One study found that 1 in 10 online dating profiles are fake. Men’s profiles were more likely to be faked than women’s. The highest fraud rates came from Nigeria, Ghana, the Netherlands, Romania, and South Africa.[1]
So how do you spot these fake profiles?
They tend to come in two kinds: either the profile is mostly empty, because the scammer didn’t bother to fill it out, or the profile is too good to be true.
Fake profiles tend to include what’s known as “power words” such as widowed, Ph.D., engineer, self-employed, even royalty.
If his profile pic looks like a modeling headshot, be very suspicious. The scammer could have grabbed it off the internet.
There’s one way to find out. Download his profile pic from the dating site, then do a reverse image lookup on Google. Go to Google Images, then click on the camera icon next to the search bar, where it says, “Search by image.” Upload the image, and see what Google can find.
If you’re lucky, Google will find the real guy, and everything will check out. If things don’t check out, report the scammer to the dating site.
Tip #2.
Save The “I Love You’s” for When You Meet
The second thing you should do is avoid falling for the fantasy of “love at first text.”
I know how powerful love at first sight is. But remember that it’s love at first SIGHT. You have to see each other face-to-face and be in each other’s presence before you can really know how you feel about each other.
I’m sure you’ve experienced that thing before where you met someone online who you thought was really amazing. You had these great conversations; you REALLY connected. Then you finally met up in person, and it was like he was a different person.
That’s because he WAS.
Online, he was interacting as his avatar. You were meeting his online persona.
That on its own doesn’t make him a scammer. You have an online persona, too. We’re all different online. When we interact via text and memes, it’s not the same as interacting via body language and vocal tone.

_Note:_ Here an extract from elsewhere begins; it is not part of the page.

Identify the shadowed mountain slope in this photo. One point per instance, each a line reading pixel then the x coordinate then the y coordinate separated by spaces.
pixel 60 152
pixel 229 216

What makes a scammer different is that they’ll try to convince you it’s true love, even though you’ve never met each other.
They’ll convince you that what you have together is special and amazing and unlike anything they’ve ever experienced with anyone else.
That’s going to feel good to hear. Scammers know psychology. They make you feel heard and appreciated and adored.
But if this guy was really in it for love, he’d want to meet you to be sure. After all, he doesn’t know if you’re the real thing, either! He’s going to want to meet you as fast as he can so that he can see if there’s chemistry and snap you up before you meet someone else.
Scammers often have a good excuse. They’re working overseas, they’re in the military and posted overseas, they’re a doctor who’s volunteering in some third world country. They’re lonely, and you’re their link back home.
That’s all well and good. So it can be a friendship. But it’s not love and it’s not a relationship until both of you can be together in the physical world.
Tip #3.
Report Him if He Asks for Money
The final thing you need to look for—and this is the big red flag—is that he brings up money.
The instant money is mentioned, you know the truth. He’s a scammer. Block him. Report him to the dating site. And please do this ONE thing…
As long as we stay quiet about what happened to us, because we’re too embarrassed to admit we fell for it, these romance scammers are going to keep scamming other people.
It’s up to us to stop them.
If you have been approached by a scammer, document everything, then go to ftc.gov/complaint. Click “Ripoffs and Imposter Scams,” then select “Romance Scams.”
Report him to the federal government.
I hope you never come across a romance scammer, but they’re out there. Be aware. Protect yourself. And share this article with your friends.
I wish I could have shared these tips with my friend. He didn’t want to hear a bad word said against his online girlfriend. He had to learn it the hard way for himself.
Take care of yourself. And stay strong.